Electric cars may someday rule the road. It won’t happen if there aren’t enough places for them to plug in.

But who should pay for the charging stations?

Both Pacific Power and Portland General Electric have proposals before Oregon’s Public Utility Commission that would allow them to pass the cost of building about a half a dozen charging stations apiece to their ratepayers.

They may only be pilot programs, but it’s the wrong model. It’s wrong for ratepayers to underwrite the expansion of the monopoly that electrical utilities already have to include charging stations. If the two investor-owned utilities want to plunge into the charging market, they should come up with the money themselves just like any other business.

Electric cars are still a novelty on the road. Last year they were only about 1 percent of vehicles sold worldwide. But more electric cars are being built and bought. The price point for electric vehicles may decline even as engineers come up with ways to extend their range.

The right model of charging stations may not be like the gas station. Even with fast chargers, it can take a half an hour to fully recharge a car battery. It makes more sense to have people recharge where they park — at home, where they do their shopping or where they work.

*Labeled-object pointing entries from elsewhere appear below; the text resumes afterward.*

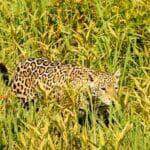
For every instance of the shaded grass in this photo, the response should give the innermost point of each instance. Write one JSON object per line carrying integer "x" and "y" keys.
{"x": 105, "y": 35}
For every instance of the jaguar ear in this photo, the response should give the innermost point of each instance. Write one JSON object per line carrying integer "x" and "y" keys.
{"x": 117, "y": 74}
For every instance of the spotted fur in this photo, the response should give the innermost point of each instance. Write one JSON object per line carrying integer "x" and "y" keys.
{"x": 55, "y": 77}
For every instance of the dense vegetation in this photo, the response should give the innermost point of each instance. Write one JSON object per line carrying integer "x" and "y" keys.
{"x": 99, "y": 34}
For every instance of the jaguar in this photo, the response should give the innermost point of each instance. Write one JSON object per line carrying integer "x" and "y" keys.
{"x": 33, "y": 74}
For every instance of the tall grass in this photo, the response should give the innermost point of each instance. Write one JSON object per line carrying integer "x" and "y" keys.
{"x": 103, "y": 35}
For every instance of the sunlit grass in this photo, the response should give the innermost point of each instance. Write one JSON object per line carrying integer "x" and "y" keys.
{"x": 104, "y": 35}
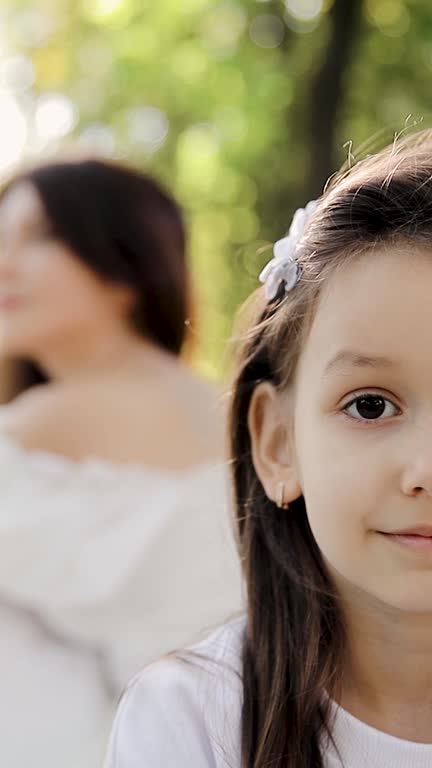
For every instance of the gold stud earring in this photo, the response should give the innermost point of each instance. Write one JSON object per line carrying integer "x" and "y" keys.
{"x": 281, "y": 503}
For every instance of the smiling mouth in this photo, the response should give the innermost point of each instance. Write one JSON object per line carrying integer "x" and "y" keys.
{"x": 420, "y": 539}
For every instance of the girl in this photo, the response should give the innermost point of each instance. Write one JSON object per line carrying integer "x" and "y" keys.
{"x": 332, "y": 447}
{"x": 114, "y": 543}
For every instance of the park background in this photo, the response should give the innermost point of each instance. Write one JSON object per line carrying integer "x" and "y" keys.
{"x": 243, "y": 108}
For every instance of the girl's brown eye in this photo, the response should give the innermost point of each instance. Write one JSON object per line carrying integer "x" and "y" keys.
{"x": 370, "y": 407}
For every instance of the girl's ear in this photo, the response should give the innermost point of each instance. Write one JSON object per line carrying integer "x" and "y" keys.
{"x": 270, "y": 428}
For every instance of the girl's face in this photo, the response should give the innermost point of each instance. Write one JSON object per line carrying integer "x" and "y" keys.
{"x": 362, "y": 418}
{"x": 354, "y": 434}
{"x": 48, "y": 297}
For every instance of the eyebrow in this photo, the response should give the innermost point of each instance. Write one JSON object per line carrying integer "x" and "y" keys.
{"x": 349, "y": 359}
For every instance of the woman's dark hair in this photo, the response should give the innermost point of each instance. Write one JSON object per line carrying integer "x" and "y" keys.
{"x": 295, "y": 639}
{"x": 129, "y": 230}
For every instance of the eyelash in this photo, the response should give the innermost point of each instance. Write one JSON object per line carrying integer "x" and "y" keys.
{"x": 369, "y": 422}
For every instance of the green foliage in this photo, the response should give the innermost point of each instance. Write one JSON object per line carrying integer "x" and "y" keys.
{"x": 213, "y": 97}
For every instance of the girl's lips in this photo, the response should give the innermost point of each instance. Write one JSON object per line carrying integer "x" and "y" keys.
{"x": 412, "y": 539}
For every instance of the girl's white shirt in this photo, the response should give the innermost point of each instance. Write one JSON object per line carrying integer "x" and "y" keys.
{"x": 185, "y": 712}
{"x": 103, "y": 567}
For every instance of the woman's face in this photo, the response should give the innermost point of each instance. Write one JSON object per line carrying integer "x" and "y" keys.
{"x": 48, "y": 296}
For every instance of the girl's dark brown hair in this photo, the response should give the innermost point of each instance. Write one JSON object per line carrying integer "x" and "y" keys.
{"x": 294, "y": 641}
{"x": 129, "y": 230}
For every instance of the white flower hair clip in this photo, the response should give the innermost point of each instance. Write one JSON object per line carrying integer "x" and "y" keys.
{"x": 283, "y": 266}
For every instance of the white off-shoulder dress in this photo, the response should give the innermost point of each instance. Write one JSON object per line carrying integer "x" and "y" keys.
{"x": 103, "y": 567}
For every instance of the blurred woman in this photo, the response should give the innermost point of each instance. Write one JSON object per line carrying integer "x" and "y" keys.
{"x": 115, "y": 541}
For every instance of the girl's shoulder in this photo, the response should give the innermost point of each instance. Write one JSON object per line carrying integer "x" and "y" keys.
{"x": 184, "y": 711}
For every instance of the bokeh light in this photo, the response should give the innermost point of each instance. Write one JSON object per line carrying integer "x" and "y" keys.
{"x": 13, "y": 131}
{"x": 304, "y": 10}
{"x": 147, "y": 127}
{"x": 267, "y": 30}
{"x": 55, "y": 116}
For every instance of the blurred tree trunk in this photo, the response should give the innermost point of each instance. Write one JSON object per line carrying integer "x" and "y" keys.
{"x": 327, "y": 93}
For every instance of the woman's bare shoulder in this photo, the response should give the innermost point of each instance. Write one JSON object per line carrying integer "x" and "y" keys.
{"x": 172, "y": 422}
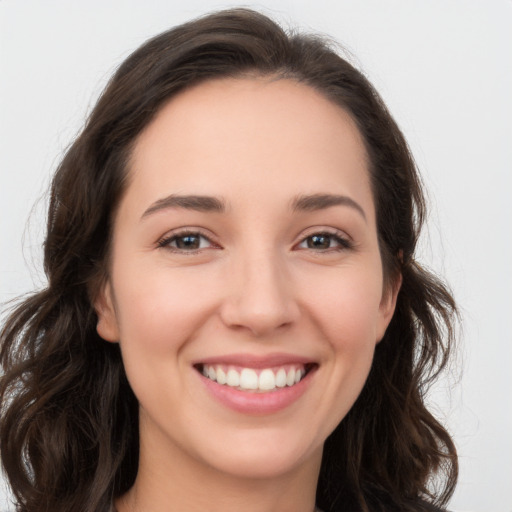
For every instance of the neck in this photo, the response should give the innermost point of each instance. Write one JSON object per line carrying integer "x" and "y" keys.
{"x": 176, "y": 482}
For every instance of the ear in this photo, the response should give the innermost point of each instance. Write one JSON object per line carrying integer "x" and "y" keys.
{"x": 107, "y": 326}
{"x": 387, "y": 306}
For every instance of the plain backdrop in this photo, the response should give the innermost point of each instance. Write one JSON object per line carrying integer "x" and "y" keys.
{"x": 444, "y": 67}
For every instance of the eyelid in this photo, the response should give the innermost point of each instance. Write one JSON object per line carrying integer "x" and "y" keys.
{"x": 344, "y": 240}
{"x": 164, "y": 241}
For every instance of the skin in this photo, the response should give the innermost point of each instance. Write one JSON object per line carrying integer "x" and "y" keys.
{"x": 256, "y": 285}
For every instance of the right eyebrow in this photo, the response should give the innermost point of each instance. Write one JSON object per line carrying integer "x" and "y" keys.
{"x": 187, "y": 202}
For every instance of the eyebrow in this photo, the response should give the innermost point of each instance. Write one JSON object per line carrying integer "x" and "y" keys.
{"x": 187, "y": 202}
{"x": 316, "y": 202}
{"x": 312, "y": 202}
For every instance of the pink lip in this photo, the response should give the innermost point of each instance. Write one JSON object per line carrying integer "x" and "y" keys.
{"x": 256, "y": 403}
{"x": 255, "y": 361}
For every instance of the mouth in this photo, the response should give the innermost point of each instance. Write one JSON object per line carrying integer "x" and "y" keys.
{"x": 256, "y": 380}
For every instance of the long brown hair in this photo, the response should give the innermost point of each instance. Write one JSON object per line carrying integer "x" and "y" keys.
{"x": 69, "y": 420}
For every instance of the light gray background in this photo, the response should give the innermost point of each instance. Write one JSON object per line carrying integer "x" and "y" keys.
{"x": 445, "y": 69}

There would still be a need for charging stations along highways for people making longer trips.

Electric vehicles and charging stations are a fledgling industry. Oregon should be encouraging innovation, competition and customer choice. It doesn’t do that by giving utilities the ability to use their ratepayers to squeeze out the competition. How is another charging business supposed to compete with utilities being able to fund charging station construction by ratepayers?

Some ratepayers might be happy to support electric vehicles. But it’s not fair to other ratepayers to compel them to pay to grow a utility’s monopoly.